Stratum 2 NTP over a Cable Modem

Goals

I have a Stratum 1 NTP server at home, and ideally I'd like to join the ntp pool as a server. The problem is, my home connection isn't up to this task. My IP is dynamic, there's an asymmetric latency built in, and my upstream is tiny. So it'd be great if the NTP server on my VM in the cloud could use my home NTP server as a clock source.

Plan

  1. Write a program to do the NTP measurements and submit the results to ntpd
  2. Use dynamic DNS, and have the program automatically switch to the new dynamic IP if the DNS record changes
  3. Measure the request latency to avoid the upstream cable modem latency noise
  4. Estimate the one way latency and subtract that (assumption: the one way latency doesn't change often)
  5. Throw away any measurement that has a round trip time over 2x the minimum (currently around 5% of the samples)
  6. Measure once per second
  7. Every 20 seconds, remove the extreme samples, and send the median to ntp
  8. Configure ntpd to accept the best sample every 64 seconds
  9. For backup and comparison, configure the other two Stratum 1 NTP servers I run with a minpoll 6 (64 seconds), and add two more Stratum 1 NTP servers with a minpoll 10 (~17 minutes)

Experiment

A process on "vps" was setup to take 4 hours of NTP request latency samples, one per second. The clock on vps was sync'd to public timeservers with ~17 minute poll times. The clock on "sandfish" was sync'd to GPS. This graph is limited to a max of 20ms, samples over that amount are not shown.

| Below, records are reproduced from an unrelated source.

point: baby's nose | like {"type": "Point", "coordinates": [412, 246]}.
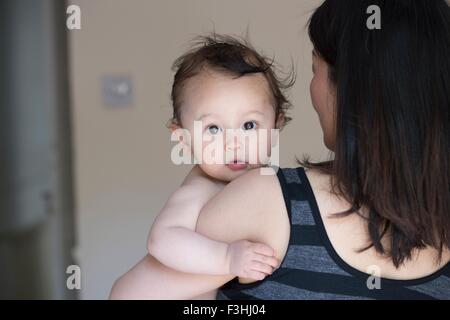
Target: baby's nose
{"type": "Point", "coordinates": [232, 143]}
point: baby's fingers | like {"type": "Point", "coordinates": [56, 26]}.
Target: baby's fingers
{"type": "Point", "coordinates": [271, 261]}
{"type": "Point", "coordinates": [261, 267]}
{"type": "Point", "coordinates": [263, 249]}
{"type": "Point", "coordinates": [256, 275]}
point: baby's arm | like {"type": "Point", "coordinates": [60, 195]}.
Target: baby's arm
{"type": "Point", "coordinates": [174, 242]}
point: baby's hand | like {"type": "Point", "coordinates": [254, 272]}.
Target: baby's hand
{"type": "Point", "coordinates": [251, 260]}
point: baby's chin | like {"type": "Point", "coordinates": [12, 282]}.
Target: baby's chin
{"type": "Point", "coordinates": [227, 173]}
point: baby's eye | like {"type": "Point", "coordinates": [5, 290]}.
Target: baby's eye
{"type": "Point", "coordinates": [249, 125]}
{"type": "Point", "coordinates": [213, 129]}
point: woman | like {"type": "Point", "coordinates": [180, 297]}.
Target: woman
{"type": "Point", "coordinates": [375, 221]}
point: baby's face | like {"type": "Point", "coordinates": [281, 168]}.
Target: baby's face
{"type": "Point", "coordinates": [232, 115]}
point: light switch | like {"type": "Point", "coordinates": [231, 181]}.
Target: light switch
{"type": "Point", "coordinates": [117, 90]}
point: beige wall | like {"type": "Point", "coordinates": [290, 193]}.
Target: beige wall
{"type": "Point", "coordinates": [122, 156]}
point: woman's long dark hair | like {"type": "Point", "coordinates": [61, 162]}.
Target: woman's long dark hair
{"type": "Point", "coordinates": [392, 129]}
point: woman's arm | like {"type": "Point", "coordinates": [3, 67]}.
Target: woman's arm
{"type": "Point", "coordinates": [250, 207]}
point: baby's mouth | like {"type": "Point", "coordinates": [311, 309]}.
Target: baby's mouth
{"type": "Point", "coordinates": [237, 165]}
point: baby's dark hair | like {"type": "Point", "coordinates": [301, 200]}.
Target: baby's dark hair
{"type": "Point", "coordinates": [231, 55]}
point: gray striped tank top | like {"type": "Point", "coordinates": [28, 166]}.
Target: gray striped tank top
{"type": "Point", "coordinates": [311, 268]}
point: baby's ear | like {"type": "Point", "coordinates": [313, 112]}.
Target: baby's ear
{"type": "Point", "coordinates": [281, 121]}
{"type": "Point", "coordinates": [173, 126]}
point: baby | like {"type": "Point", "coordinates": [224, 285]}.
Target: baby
{"type": "Point", "coordinates": [222, 84]}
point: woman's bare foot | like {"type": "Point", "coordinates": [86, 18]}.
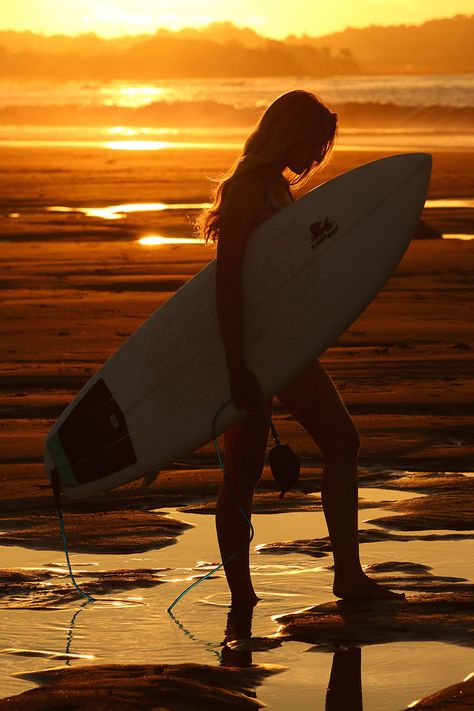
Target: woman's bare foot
{"type": "Point", "coordinates": [363, 588]}
{"type": "Point", "coordinates": [244, 601]}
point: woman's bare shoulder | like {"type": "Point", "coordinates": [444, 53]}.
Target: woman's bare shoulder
{"type": "Point", "coordinates": [245, 189]}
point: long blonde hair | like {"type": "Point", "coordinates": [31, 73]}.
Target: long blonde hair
{"type": "Point", "coordinates": [291, 117]}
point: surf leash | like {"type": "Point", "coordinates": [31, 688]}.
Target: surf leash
{"type": "Point", "coordinates": [57, 501]}
{"type": "Point", "coordinates": [229, 481]}
{"type": "Point", "coordinates": [285, 469]}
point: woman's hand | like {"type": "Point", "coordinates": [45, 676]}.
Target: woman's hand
{"type": "Point", "coordinates": [245, 389]}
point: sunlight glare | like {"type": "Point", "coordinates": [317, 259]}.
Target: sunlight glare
{"type": "Point", "coordinates": [154, 240]}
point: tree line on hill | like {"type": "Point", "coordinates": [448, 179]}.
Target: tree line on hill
{"type": "Point", "coordinates": [223, 50]}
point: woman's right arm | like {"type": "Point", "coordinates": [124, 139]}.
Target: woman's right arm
{"type": "Point", "coordinates": [238, 217]}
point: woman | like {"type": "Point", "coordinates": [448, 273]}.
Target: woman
{"type": "Point", "coordinates": [292, 138]}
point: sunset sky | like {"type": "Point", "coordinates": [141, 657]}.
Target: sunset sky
{"type": "Point", "coordinates": [113, 18]}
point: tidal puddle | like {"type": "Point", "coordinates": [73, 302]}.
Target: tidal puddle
{"type": "Point", "coordinates": [134, 627]}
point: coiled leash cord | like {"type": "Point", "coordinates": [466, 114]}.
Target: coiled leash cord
{"type": "Point", "coordinates": [56, 493]}
{"type": "Point", "coordinates": [285, 469]}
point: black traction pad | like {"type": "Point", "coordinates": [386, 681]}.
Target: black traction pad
{"type": "Point", "coordinates": [95, 436]}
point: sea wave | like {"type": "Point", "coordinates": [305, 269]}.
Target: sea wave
{"type": "Point", "coordinates": [373, 115]}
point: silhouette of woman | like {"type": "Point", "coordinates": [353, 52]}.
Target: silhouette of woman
{"type": "Point", "coordinates": [292, 138]}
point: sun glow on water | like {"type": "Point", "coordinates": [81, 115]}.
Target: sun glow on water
{"type": "Point", "coordinates": [154, 240]}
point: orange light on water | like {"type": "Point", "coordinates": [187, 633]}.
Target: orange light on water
{"type": "Point", "coordinates": [154, 240]}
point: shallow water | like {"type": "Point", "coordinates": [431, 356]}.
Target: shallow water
{"type": "Point", "coordinates": [136, 628]}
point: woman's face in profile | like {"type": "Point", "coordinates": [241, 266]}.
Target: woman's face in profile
{"type": "Point", "coordinates": [302, 154]}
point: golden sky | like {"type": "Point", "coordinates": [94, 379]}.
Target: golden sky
{"type": "Point", "coordinates": [273, 18]}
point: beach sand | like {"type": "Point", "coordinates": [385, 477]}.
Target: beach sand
{"type": "Point", "coordinates": [74, 287]}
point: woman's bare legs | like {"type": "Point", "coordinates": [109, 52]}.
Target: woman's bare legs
{"type": "Point", "coordinates": [313, 400]}
{"type": "Point", "coordinates": [245, 448]}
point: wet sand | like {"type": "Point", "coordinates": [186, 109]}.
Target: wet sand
{"type": "Point", "coordinates": [74, 287]}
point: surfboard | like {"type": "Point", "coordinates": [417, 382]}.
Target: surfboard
{"type": "Point", "coordinates": [309, 271]}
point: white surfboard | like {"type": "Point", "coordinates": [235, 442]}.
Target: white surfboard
{"type": "Point", "coordinates": [309, 271]}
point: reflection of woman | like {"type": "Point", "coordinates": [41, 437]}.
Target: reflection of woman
{"type": "Point", "coordinates": [294, 135]}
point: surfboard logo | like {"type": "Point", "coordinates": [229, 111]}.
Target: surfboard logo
{"type": "Point", "coordinates": [321, 231]}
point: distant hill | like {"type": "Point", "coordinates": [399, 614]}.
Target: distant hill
{"type": "Point", "coordinates": [437, 46]}
{"type": "Point", "coordinates": [223, 50]}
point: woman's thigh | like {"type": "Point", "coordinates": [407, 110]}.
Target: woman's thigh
{"type": "Point", "coordinates": [246, 444]}
{"type": "Point", "coordinates": [314, 401]}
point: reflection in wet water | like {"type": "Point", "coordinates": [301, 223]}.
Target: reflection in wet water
{"type": "Point", "coordinates": [140, 631]}
{"type": "Point", "coordinates": [120, 212]}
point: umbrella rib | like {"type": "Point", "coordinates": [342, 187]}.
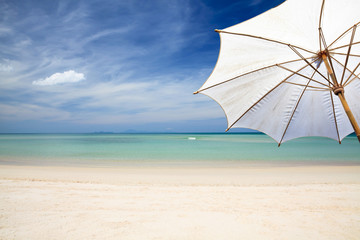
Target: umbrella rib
{"type": "Point", "coordinates": [303, 85]}
{"type": "Point", "coordinates": [266, 39]}
{"type": "Point", "coordinates": [352, 72]}
{"type": "Point", "coordinates": [346, 45]}
{"type": "Point", "coordinates": [320, 22]}
{"type": "Point", "coordinates": [343, 34]}
{"type": "Point", "coordinates": [336, 125]}
{"type": "Point", "coordinates": [294, 110]}
{"type": "Point", "coordinates": [347, 56]}
{"type": "Point", "coordinates": [348, 82]}
{"type": "Point", "coordinates": [244, 74]}
{"type": "Point", "coordinates": [351, 55]}
{"type": "Point", "coordinates": [309, 63]}
{"type": "Point", "coordinates": [328, 54]}
{"type": "Point", "coordinates": [301, 75]}
{"type": "Point", "coordinates": [283, 81]}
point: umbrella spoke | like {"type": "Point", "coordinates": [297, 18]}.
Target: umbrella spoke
{"type": "Point", "coordinates": [320, 23]}
{"type": "Point", "coordinates": [301, 75]}
{"type": "Point", "coordinates": [271, 90]}
{"type": "Point", "coordinates": [333, 108]}
{"type": "Point", "coordinates": [309, 64]}
{"type": "Point", "coordinates": [346, 45]}
{"type": "Point", "coordinates": [297, 104]}
{"type": "Point", "coordinates": [347, 56]}
{"type": "Point", "coordinates": [244, 74]}
{"type": "Point", "coordinates": [266, 39]}
{"type": "Point", "coordinates": [343, 34]}
{"type": "Point", "coordinates": [345, 68]}
{"type": "Point", "coordinates": [352, 73]}
{"type": "Point", "coordinates": [333, 76]}
{"type": "Point", "coordinates": [309, 86]}
{"type": "Point", "coordinates": [356, 77]}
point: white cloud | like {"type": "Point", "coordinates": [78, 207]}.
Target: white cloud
{"type": "Point", "coordinates": [57, 78]}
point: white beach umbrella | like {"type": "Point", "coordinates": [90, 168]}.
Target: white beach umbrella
{"type": "Point", "coordinates": [287, 71]}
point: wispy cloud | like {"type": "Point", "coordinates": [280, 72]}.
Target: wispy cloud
{"type": "Point", "coordinates": [58, 78]}
{"type": "Point", "coordinates": [142, 60]}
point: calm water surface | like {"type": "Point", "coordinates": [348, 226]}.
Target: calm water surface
{"type": "Point", "coordinates": [145, 149]}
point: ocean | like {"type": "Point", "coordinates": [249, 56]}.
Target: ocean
{"type": "Point", "coordinates": [190, 149]}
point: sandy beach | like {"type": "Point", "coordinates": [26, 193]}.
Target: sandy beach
{"type": "Point", "coordinates": [301, 202]}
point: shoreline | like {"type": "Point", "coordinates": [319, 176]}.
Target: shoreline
{"type": "Point", "coordinates": [205, 175]}
{"type": "Point", "coordinates": [251, 203]}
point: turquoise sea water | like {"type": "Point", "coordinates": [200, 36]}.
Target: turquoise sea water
{"type": "Point", "coordinates": [171, 149]}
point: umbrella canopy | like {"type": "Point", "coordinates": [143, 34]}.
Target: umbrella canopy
{"type": "Point", "coordinates": [287, 71]}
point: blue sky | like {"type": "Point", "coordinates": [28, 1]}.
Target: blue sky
{"type": "Point", "coordinates": [106, 65]}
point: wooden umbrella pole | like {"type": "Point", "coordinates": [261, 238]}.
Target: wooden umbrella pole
{"type": "Point", "coordinates": [339, 91]}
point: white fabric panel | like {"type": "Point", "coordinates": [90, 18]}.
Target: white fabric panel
{"type": "Point", "coordinates": [239, 55]}
{"type": "Point", "coordinates": [272, 113]}
{"type": "Point", "coordinates": [352, 95]}
{"type": "Point", "coordinates": [240, 94]}
{"type": "Point", "coordinates": [344, 124]}
{"type": "Point", "coordinates": [294, 21]}
{"type": "Point", "coordinates": [241, 89]}
{"type": "Point", "coordinates": [315, 107]}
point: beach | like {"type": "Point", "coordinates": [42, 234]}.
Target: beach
{"type": "Point", "coordinates": [237, 202]}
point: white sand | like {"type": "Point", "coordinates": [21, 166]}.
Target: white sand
{"type": "Point", "coordinates": [172, 203]}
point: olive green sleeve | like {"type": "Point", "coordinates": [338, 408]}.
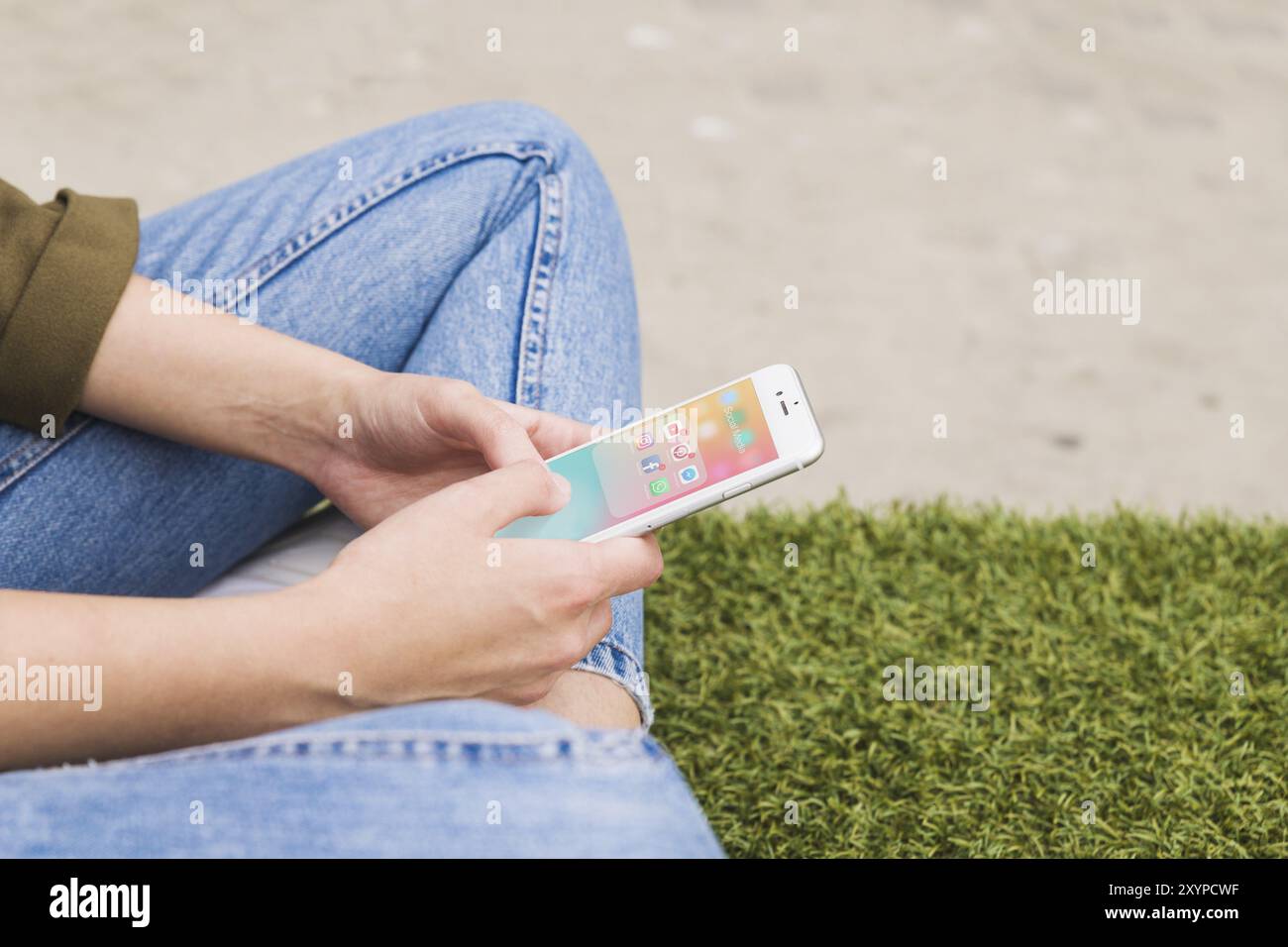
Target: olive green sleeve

The purple and cyan lines are the 90th and 3rd percentiles of the last 200 samples. The uneven percentiles are used based on the assumption that the error in the offset measurement will be positive more often than negative. They are recalculated every 20 samples, and are used to calculate the filtered mode (incorrectly labeled "filtered mean" in this graph) and filtered average. Both filtered statistics are only over the last 20 samples, while the last 200 samples are used to generate the filter. The filter moves at a slower pace to limit the effects of noise.

Comparison

Putting this data into practice, I created a asymmetric ntp client to send the filtered samples to ntpd.

I configured ntpd to log both the filtered samples vs going direct (without a filter). The dark blue line is the filtered offset, and the lighter blue line is the direct offset. The filtered offset has an order of magnitude better jitter.

Comparing the filtered NTP samples ("sandfish") vs other Stratum 1 NTP servers. I've adjusted the offsets of the other NTP servers to be within 1ms with a static +/- number.

The filtered NTP samples are still more noisy than the other sources, but they all follow each other very closely. You can see the "lon" clock lost sync for roughly 6 hours, and then came back. This is because its antenna placement isn't great and sometimes loses signal. 3ms in 6 hours is a 138 parts per billion error, which is reasonable holdover performance.

Results

Lastly, a look at the local clock's performance.

The offset is within +/- 144us 90% of the time, and +/- 482us 99.98% of the time. On average, the clock wandered 86 parts per billion in 30 minutes, and wandered less than 185 parts per billion 90% of the time.